The SINS survey of z~2 galaxy kinematics: properties of the giant star forming clumps

TL;DR

This study investigates the properties of giant star-forming clumps in z~2 galaxies, revealing their gravitational instability origins, outflow activity, and potential for migration and disruption within galactic disks.

Contribution

It provides detailed observational insights into the kinematics, outflows, and chemical properties of star-forming clumps at high redshift, using deep SINFONI AO spectroscopy.

Findings

Clumps are gravitationally bound and formed from instability.

Outflows from clumps can exceed star formation rates.

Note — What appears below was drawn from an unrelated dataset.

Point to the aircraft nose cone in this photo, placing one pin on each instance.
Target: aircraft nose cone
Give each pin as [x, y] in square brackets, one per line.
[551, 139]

Clumps may migrate inward or disrupt due to feedback.

Abstract

We have studied the properties of giant star forming clumps in five z~2 star-forming disks with deep SINFONI AO spectroscopy at the ESO VLT. The clumps reside in disk regions where the Toomre Q-parameter is below unity, consistent with their being bound and having formed from gravitational instability. Broad H{\alpha}/[NII] line wings demonstrate that the clumps are launching sites of powerful outflows. The inferred outflow rates are comparable to or exceed the star formation rates, in one case by a factor of eight. Typical clumps may lose a fraction of their original gas by feedback in a few hundred million years, allowing them to migrate into the center. The most active clumps may lose much of their mass and disrupt in the disk. The clumps leave a modest imprint on the gas kinematics. Velocity gradients across the clumps are 10-40 km/s/kpc, similar to the galactic rotation gradients. Given beam smearing and clump sizes, these gradients may be consistent with significant rotational support in typical clumps. Extreme clumps may not be rotationally supported; either they are not virialized, or they are predominantly pressure supported. The velocity dispersion is spatially rather constant and increases only weakly with star formation surface density. The large velocity dispersions may be driven by the release of gravitational energy, either at the outer disk/accreting streams interface, and/or by the clump migration within the disk. Spatial variations in the inferred gas phase oxygen abundance are broadly consistent with inside-out growing disks, and/or with inward migration of the clumps.